Learning about feature variability

(cf. Goodman)

A hierarchical model

Bag proportions

mostlyred

mostlybrown

mostlygreen

Color varies across bagsbut not much within bagsBags in general

mostlyyellow

mostlyblue?

Meta-constraints M

[1,0,0] [0,1,0] [1,0,0] [0,1,0] [.1,.1,.8]

= 0.1= [0.4, 0.4, 0.2]

Within-bag variability

…[6,0,0] [0,6,0] [6,0,0] [0,6,0] [0,0,1]

Bag proportions

Bags in general

Meta-constraints

[.5,.5,0] [.5,.5,0] [.5,.5,0] [.5,.5,0] [.4,.4,.2]

= 5= [0.4, 0.4, 0.2]

Within-bag variability

…[3,3,0] [3,3,0] [3,3,0] [3,3,0] [0,0,1]

Bag proportions

Bags in general

Meta-constraints

Shape of the Beta prior

Bag proportions

Bags in general

MMeta-constraints

Bag proportions

Bags in general

Meta-constraints

Categories in general

Meta-constraints

Individual categories

“wib” “lug” “zup” “div”

“dax”

“wib” “lug” “zup” “div”

Model predictions

“dax”

“Show me the dax:”

Choice probability

Where do priors come from?M

Categories in general

Meta-constraints

Individual categories

Knowledge representation

Children discover structural form• Children may discover that

– Social networks are often organized into cliques– The months form a cycle– “Heavier than” is transitive– Category labels can be organized into hierarchies

Structure

squirrelchimp

gorilla

whiskers hands tail Xmousesquirrelchimpgorilla

Meta-constraints M

F: form

S: structure

D: data

squirrelchimp

gorilla

Meta-constraints M

Structural forms

Order Chain RingPartition

Hierarchy Tree Grid Cylinder

P(S|F,n): Generating structures

if S inconsistent with F

otherwise

• Each structure is weighted by the number of nodesit contains:

where is the number of nodes in S

squirrelchimp

gorilla

mousesquirrel

gorilla

mousesquirrel

chimp gorilla

• Simpler forms are preferred

P(S|F, n): Generating structures from forms

All possiblegraph structures S

P(S|F)

ChainGrid

F: form

S: structure

D: data

squirrelchimp

gorilla

Meta-constraints M

• Intuition: features should be smooth overgraph S

Relatively smooth Not smooth

p(D|S): Generating feature data

(Zhu, Lafferty & Ghahramani)

Let be the featurevalue at node i

p(D|S): Generating feature data

F: form

S: structure

D: data

squirrelchimp

gorilla

Meta-constraints M

als features

es cases

Feature data: results

Developmental shifts

110 features

20 features

5 features

Similarity data: results

colors

Relational data

Structure

Cliques

Meta-constraints M

4 56 7 8

1 2 3 4 5 6 7 812345678

Relational data: resultsPrimates Bush cabinet Prisoners

“x dominates y” “x tells y” “x is friends with y”

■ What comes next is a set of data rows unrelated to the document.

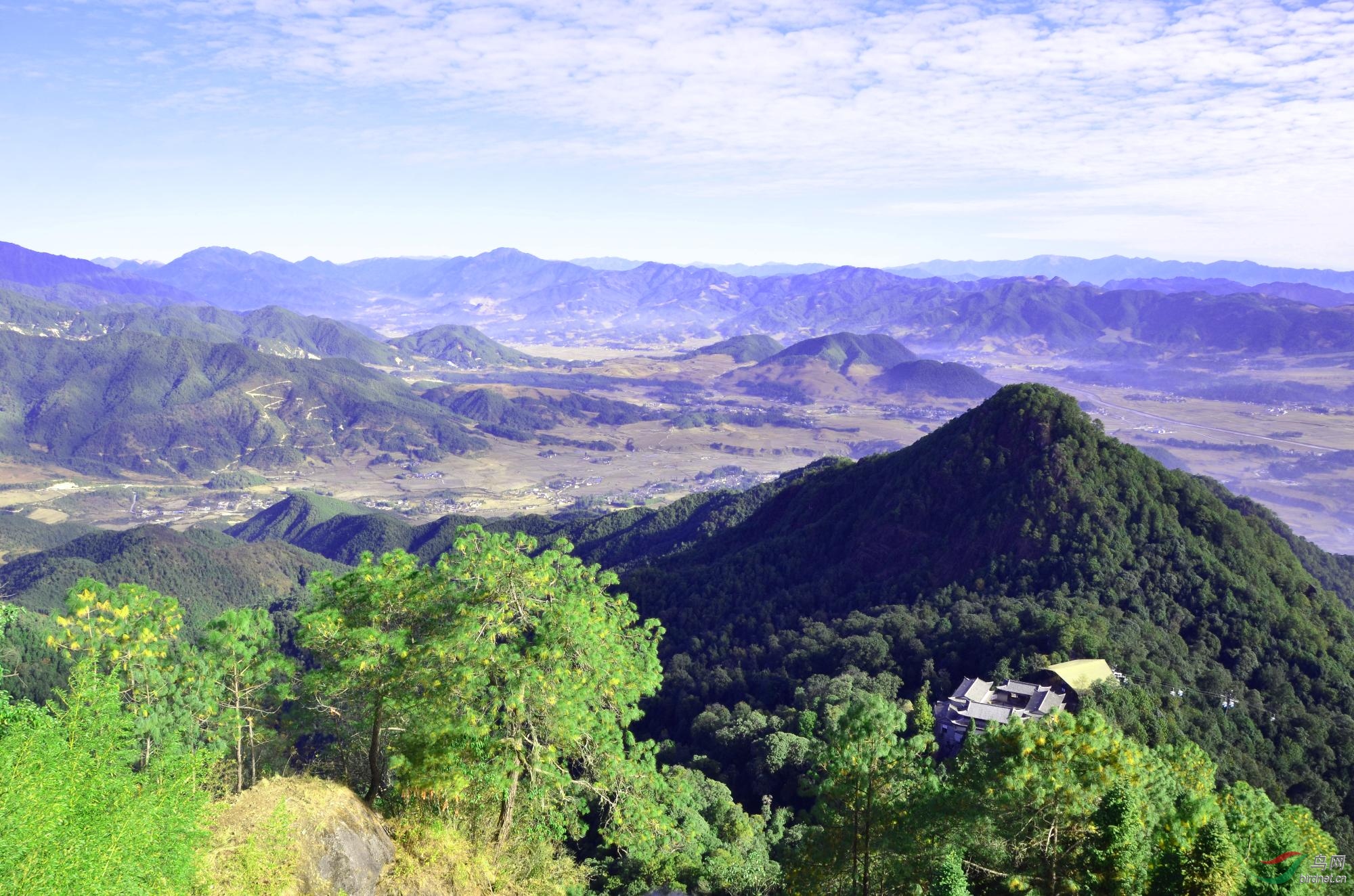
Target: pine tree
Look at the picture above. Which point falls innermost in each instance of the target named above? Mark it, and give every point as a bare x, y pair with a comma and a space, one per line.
1120, 848
1214, 867
950, 879
132, 634
242, 652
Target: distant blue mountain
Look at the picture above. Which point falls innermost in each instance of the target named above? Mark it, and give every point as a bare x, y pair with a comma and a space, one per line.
1217, 286
1116, 267
768, 270
607, 263
78, 282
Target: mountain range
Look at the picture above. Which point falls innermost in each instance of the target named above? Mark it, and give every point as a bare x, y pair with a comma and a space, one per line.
510, 293
1013, 537
173, 405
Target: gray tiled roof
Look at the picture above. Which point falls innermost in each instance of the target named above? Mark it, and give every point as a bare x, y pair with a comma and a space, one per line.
986, 713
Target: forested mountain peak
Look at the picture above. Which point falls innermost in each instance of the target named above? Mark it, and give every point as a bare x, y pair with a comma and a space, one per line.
1018, 535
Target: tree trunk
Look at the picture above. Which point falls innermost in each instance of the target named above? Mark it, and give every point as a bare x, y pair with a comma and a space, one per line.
254, 757
374, 753
506, 815
870, 810
240, 756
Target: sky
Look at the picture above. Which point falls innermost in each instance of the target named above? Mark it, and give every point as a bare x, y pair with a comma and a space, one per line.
837, 132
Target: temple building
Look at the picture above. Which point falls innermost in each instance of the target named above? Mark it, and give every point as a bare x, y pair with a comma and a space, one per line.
977, 704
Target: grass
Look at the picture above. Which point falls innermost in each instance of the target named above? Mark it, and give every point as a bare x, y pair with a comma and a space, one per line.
271, 838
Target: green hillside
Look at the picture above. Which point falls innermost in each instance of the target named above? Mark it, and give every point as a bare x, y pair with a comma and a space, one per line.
842, 351
465, 347
943, 380
741, 349
206, 570
1016, 535
270, 330
292, 518
21, 535
151, 404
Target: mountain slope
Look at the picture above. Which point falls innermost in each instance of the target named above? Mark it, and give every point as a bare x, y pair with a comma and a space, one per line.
270, 330
86, 284
1305, 293
465, 347
843, 351
292, 518
208, 572
242, 281
943, 380
741, 349
1120, 269
170, 405
1015, 535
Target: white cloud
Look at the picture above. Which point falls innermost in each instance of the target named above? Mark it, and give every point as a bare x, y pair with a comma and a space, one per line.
1074, 91
1187, 113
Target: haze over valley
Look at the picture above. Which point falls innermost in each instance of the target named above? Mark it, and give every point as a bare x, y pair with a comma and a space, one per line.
504, 384
676, 449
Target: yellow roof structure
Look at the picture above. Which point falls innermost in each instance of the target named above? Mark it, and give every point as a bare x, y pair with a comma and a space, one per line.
1081, 675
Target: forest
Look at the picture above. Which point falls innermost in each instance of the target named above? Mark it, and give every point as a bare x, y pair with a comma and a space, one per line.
729, 696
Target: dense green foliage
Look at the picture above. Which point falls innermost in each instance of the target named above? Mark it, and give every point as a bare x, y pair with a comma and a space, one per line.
1013, 537
78, 817
219, 572
503, 690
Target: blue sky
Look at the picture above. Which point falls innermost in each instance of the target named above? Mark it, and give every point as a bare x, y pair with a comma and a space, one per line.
866, 133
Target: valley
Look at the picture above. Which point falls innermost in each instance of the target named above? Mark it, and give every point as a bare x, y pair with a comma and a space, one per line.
1272, 453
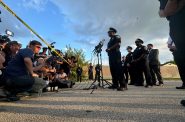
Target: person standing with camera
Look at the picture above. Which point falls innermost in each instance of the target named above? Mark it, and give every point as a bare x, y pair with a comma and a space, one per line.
113, 50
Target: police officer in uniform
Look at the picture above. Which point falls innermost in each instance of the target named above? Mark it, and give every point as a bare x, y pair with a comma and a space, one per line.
128, 63
140, 60
113, 50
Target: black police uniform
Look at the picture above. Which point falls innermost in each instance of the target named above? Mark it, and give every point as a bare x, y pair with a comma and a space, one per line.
115, 62
141, 66
177, 33
128, 61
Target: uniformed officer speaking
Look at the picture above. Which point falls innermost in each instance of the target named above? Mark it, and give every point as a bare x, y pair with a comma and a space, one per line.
113, 50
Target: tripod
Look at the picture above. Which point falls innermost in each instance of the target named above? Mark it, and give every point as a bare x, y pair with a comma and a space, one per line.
99, 76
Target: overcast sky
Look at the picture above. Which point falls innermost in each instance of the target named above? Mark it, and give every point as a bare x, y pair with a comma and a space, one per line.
83, 23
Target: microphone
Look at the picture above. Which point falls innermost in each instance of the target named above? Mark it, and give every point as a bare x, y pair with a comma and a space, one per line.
52, 43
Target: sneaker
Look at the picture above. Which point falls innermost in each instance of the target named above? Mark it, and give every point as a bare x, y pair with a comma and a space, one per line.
112, 87
183, 102
181, 87
148, 86
160, 84
120, 89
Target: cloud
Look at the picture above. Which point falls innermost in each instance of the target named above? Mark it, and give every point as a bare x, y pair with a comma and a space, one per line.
38, 5
11, 23
87, 21
132, 18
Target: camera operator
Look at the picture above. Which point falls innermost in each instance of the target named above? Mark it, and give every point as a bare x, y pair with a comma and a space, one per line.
2, 60
3, 41
20, 76
113, 50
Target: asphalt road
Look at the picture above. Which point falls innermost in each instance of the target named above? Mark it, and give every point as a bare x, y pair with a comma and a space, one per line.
138, 104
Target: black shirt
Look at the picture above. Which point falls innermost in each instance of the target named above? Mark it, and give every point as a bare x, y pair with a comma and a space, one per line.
114, 40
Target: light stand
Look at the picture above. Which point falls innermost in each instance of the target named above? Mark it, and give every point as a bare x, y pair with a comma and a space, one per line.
102, 83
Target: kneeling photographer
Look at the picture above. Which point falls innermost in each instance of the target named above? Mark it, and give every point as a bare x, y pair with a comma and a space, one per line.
19, 73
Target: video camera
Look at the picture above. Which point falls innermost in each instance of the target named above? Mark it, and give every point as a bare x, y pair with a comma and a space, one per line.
98, 48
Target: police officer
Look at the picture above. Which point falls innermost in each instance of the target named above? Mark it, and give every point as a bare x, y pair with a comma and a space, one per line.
128, 63
113, 50
140, 60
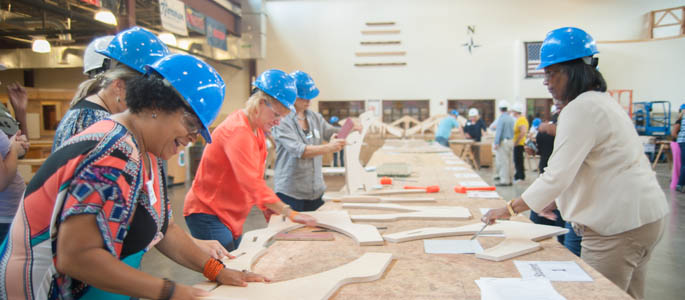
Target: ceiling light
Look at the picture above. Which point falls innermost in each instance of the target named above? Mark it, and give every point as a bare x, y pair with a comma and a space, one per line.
106, 16
41, 45
168, 38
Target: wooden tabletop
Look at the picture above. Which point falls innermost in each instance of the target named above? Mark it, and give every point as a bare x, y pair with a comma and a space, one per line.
415, 274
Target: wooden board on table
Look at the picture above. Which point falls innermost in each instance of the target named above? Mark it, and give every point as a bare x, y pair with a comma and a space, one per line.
369, 267
509, 248
511, 229
378, 199
394, 170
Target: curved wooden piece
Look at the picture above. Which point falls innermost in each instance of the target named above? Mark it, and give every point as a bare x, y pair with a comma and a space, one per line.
253, 244
368, 267
410, 212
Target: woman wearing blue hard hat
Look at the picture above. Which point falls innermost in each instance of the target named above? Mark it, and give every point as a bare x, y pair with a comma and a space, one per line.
230, 178
118, 59
91, 211
113, 62
600, 180
300, 146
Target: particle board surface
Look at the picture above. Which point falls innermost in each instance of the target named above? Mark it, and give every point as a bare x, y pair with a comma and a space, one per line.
414, 274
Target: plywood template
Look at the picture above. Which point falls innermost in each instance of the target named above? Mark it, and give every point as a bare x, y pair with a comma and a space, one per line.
378, 199
409, 212
521, 237
368, 267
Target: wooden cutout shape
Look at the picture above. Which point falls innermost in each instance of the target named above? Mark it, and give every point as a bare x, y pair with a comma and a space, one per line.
368, 267
357, 179
410, 212
509, 248
511, 229
378, 199
521, 237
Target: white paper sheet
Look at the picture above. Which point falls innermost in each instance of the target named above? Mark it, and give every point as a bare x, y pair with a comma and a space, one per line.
482, 194
552, 270
473, 183
517, 289
465, 175
452, 246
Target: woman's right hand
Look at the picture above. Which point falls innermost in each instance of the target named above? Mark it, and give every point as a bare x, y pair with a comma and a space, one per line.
233, 277
183, 292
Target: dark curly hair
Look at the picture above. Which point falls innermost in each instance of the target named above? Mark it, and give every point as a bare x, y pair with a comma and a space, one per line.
150, 92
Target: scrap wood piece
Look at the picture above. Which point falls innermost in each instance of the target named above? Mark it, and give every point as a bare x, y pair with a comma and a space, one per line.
368, 267
254, 242
410, 212
511, 229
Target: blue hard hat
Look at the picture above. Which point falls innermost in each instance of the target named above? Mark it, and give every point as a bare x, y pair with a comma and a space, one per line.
537, 122
135, 47
306, 89
564, 44
278, 84
201, 86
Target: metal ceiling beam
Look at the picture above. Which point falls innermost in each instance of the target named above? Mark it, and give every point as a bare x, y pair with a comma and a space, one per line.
47, 32
67, 13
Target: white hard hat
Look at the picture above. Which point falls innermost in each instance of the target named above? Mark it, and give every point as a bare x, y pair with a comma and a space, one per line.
503, 104
93, 60
517, 107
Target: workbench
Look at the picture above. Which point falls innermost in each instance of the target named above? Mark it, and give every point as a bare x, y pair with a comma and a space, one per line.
414, 274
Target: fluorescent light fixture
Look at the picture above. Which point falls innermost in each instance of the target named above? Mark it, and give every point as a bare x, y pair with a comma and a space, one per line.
106, 16
168, 38
40, 45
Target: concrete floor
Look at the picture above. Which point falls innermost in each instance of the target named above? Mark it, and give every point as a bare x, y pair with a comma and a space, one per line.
665, 267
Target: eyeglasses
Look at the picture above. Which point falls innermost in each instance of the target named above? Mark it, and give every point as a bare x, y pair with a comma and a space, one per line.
549, 73
276, 114
191, 123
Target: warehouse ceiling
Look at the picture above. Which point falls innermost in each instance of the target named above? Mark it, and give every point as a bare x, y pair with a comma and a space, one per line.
61, 22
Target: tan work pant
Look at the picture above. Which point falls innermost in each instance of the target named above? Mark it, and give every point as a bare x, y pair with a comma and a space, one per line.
503, 161
622, 258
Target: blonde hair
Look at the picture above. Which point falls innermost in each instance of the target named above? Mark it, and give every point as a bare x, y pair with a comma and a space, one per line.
252, 104
103, 80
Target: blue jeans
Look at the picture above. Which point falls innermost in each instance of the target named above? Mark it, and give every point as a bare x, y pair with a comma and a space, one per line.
442, 141
209, 227
301, 205
681, 180
572, 240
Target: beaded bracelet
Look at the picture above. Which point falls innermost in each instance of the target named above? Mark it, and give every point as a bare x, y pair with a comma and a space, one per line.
212, 268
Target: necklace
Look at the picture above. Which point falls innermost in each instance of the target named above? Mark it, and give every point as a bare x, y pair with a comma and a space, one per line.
103, 102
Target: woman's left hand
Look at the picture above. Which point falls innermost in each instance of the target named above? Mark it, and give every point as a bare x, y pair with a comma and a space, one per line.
213, 248
495, 214
237, 278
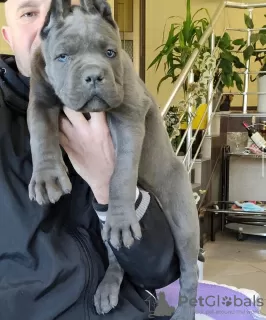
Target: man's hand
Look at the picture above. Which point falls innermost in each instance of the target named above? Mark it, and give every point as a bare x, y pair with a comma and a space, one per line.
90, 149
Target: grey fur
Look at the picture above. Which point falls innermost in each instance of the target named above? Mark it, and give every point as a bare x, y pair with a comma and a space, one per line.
91, 79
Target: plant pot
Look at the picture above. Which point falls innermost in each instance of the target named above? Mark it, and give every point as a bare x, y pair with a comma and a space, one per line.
226, 102
261, 97
195, 145
196, 121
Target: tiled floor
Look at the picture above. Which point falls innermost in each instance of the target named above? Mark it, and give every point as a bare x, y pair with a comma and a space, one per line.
240, 264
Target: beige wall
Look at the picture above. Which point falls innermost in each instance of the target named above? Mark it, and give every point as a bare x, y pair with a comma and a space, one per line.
4, 48
156, 19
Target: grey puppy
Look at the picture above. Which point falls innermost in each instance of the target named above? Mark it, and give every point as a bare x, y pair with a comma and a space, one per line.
81, 64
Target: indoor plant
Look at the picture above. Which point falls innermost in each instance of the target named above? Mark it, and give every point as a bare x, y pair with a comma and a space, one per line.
182, 39
256, 49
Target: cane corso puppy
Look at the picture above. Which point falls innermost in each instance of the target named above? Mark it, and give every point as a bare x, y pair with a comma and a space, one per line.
80, 64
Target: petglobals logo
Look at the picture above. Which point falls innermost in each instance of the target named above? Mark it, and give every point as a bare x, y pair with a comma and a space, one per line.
222, 301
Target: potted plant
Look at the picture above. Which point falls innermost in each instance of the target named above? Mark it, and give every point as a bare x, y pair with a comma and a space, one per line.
256, 49
182, 39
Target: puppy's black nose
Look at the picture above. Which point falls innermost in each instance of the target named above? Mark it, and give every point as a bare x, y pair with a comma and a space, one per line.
94, 77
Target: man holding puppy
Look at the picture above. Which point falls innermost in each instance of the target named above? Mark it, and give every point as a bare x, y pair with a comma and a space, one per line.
53, 257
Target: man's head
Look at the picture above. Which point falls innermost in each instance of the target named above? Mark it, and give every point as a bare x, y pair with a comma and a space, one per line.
81, 48
24, 19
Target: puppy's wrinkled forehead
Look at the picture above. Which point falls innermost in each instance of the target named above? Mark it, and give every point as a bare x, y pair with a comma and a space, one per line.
81, 31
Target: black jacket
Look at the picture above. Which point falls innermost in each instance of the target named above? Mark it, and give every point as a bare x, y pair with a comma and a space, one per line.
52, 258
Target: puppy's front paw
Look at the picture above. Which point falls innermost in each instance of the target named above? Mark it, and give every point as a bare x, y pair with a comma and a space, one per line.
121, 229
48, 185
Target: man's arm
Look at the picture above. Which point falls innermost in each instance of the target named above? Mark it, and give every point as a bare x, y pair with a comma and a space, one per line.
150, 262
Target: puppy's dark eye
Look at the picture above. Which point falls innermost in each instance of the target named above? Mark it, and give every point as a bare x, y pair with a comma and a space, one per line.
110, 53
62, 58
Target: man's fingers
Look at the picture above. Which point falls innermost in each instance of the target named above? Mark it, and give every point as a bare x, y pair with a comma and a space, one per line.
65, 125
98, 119
76, 118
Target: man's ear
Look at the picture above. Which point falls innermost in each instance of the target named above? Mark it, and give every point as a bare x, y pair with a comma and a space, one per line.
102, 6
6, 33
59, 9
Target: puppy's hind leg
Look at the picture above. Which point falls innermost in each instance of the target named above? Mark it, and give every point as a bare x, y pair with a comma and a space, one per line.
180, 207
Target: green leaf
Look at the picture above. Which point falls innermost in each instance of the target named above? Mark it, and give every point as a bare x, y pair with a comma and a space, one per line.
249, 22
263, 39
255, 37
227, 56
238, 81
227, 80
225, 41
239, 42
226, 66
248, 52
238, 63
162, 80
263, 31
198, 33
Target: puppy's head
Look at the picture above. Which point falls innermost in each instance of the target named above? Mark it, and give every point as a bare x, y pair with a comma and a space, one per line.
81, 48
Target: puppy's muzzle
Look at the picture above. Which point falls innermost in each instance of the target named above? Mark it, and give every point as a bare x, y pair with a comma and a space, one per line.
93, 77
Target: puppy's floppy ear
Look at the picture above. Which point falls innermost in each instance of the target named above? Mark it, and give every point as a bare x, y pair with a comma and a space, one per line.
102, 7
59, 9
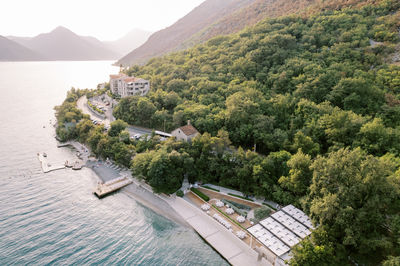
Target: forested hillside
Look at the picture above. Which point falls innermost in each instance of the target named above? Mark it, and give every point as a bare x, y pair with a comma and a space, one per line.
301, 110
317, 98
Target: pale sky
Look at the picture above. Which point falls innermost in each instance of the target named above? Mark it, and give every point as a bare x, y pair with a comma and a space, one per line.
104, 19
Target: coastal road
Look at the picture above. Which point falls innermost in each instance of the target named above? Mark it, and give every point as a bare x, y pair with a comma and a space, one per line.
133, 130
82, 105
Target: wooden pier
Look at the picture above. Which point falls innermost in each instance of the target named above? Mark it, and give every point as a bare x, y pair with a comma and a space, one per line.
103, 189
46, 166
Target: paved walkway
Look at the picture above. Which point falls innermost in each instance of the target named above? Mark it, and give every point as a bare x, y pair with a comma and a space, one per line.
226, 243
225, 190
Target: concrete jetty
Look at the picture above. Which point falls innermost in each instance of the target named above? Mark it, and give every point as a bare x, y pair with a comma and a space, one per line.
46, 166
103, 189
234, 250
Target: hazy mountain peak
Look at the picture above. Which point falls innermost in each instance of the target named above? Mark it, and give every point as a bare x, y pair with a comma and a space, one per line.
61, 29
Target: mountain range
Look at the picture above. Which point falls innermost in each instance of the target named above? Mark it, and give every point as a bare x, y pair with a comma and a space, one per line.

Why structural form matters

• Structural forms support predictions aboutnew or sparsely-observed entities.

Cliques (n = 8/12) Chain (n = 7/12)

Experiment: Form discovery

Structure

squirrelchimp

gorilla

whiskers hands tail bloodedmousesquirrel ?chimp ?gorilla ?

Universal Structure grammar U

A hypothesis space of formsForm FormProcess Process

Conclusions: Part 2

• Hierarchical Bayesian models provide aunified framework which helps to explain:

– How abstract knowledge is acquired

– How abstract knowledge is used for induction

Outline

Handbook of Mathematical Psychology, 1963

Part III Learning structured representations Hierarchical...

Documents

Transcript of Part III Learning structured representations Hierarchical...

From Hierarchical Partitions to Hierarchical Covers:

XACML v3.0 Hierarchical Resource Profile Version 1docs.oasis-open.org/xacml/3.0/hierarchical/v1.0/cs... · xacml-3.0-hierarchical-v1.0-cs02 18 May 2014 . The . . . . hierarchical

Hierarchical Models

J9458-Hierarchical Routes in ArcGIS Network Analystdownloads2.esri.com/.../other_/ArcGIS_NA_Hierarchical_Routes_Aug0… · Hierarchical Routes in ArcGIS ... Hierarchical versus Exact

The Hierarchical Cortical Organization of Human Speech ...cocosci.princeton.edu/papers/hierarchybrainlanguage.pdfhuman subjects in this study was approved by the University of Califor-nia,

Parallelograms revisited Exploring the limitations of vector ...cocosci.princeton.edu/papers/peterson_parallelograms.pdf2019/04/19 · Parallelograms revisited: Exploring the limitations

Sampling assumptions in language learning 1 Running head: …cocosci.princeton.edu/annehsu/papers/sampling_language.pdf · 2010-09-30 · sentences as grammatical or ungrammatical.

Modeling Hierarchical Transformations Hierarchical Models Scene Graphs.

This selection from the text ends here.